Introduction: Super Replicator 2
I wanted to 1-up my Replicator 2 with a Super Mario inspired theme!
Aside from the blue paint used on the panels, all of the pieces were 3D printed and not painted or finished in any way, the multiple colors are from swapping filament colors mid-print.
All STL files for this project are available on Thingiverse here: http://www.thingiverse.com/thing:1486365
My general process was:
- Trace features from reference image using Illustrator*
- Import the SVG file of each feature into 123D Design and extrude each piece to create 3D models.
- Print all pieces, pausing mid-print to swap filament colors (this part was intense!)
- Paint the panels, glue the pieces, and assemble everything!
Keep reading below for my full process of creating this!
*NOTE: I used Illustrator because I have access to it through work. This same process could easily be done using a free alternative such as Inkscape.
Step 1: Find and Import Reference Image
A quick google search of Super Mario Level 1 gave me this reference image, which I pulled into Illustrator for tracing.
Step 2: Trace Features Using Pen Tool
I manually traced out the major features that I wanted using the pen tool. I put each on separate layers so I could toggle them on/off and for easy export later on.
NOTE: I don't know anything about Illustrator, and I'm sure there is a much faster way to do this.
Step 3: Export SVG's and Import Into 123D Design
I exported each feature individually as an SVG file (I tried to do it all in the same file but 123D Design wasn't happy about that).

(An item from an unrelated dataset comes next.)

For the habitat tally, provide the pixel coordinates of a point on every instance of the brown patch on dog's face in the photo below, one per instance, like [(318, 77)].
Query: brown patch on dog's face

In 123D Design, I chose the "Import SVG as Sketch" option.
Step 4: Extrude Features to Correct Height
I knew I wanted to swap filament during the prints to achieve the multi-color look, and was able to match each color from the image (closely enough) to a MakerBot filament color (each feature has no more than 3 colors).
In order to do this, I extruded all parts of the model to specific heights based on their color.
See the brick example picture:
When making the model, I extruded the Black sections to 0.8mm, the Light Brown sections to 1.8mm, and the Dark Brown sections to 2.8mm. That way (when printing at 0.2mm layer height), I could start printing in Black filament, pause 1mm, switch to Light Brown, pause at 2mm, switch to Dark Brown, and complete the print.
Step 5: Print All of the Pieces With Z-pause
I grouped together parts that use the same color combination and printed plates of each part (see attached chart of color combinations).
For each print the process was:
- Start print with base colorSet Z-pause height to 1mm
- Wait until print pauses at 1mm, switch filament to 2nd color, resume print
- Set Z-pause height to 2mm
- Switch to 3rd (final) color and wait for print to finish
All 3D-printable STL files located here: http://www.thingiverse.com/thing:1486365
Note: I way overestimated how many pieces needed to print, so if you are following along on the spreadsheet you should adjust the quantities of each part.
Step 6: Paint the Panels
I removed the 3 panels from my Replicator 2 (front and 2 sides) and prepped them for painting - removed the front stickers, lightly sanded the front surface of each, and wiped them all down with rubbing alcohol.
I tried to match a spray paint color as best I could to the background color, which is how I ended up with Street Marking paint, but it seemed to adhere just fine to the panel surfaces.
I used 4 or 5 light coats to make sure it was an even coating.
Step 7: Layout, Glue, and Assemble!
Now the fun part! I originally wanted to lay out the pieces as an exact match to the original image, but I ended up having more fun just laying them out a few different ways to see what looked best.
Once I settled on a layout, I used hot glue to stick all of the pieces in place.
Finally I put the panels back on my printer, made sure everything stayed in place, and got back to printing!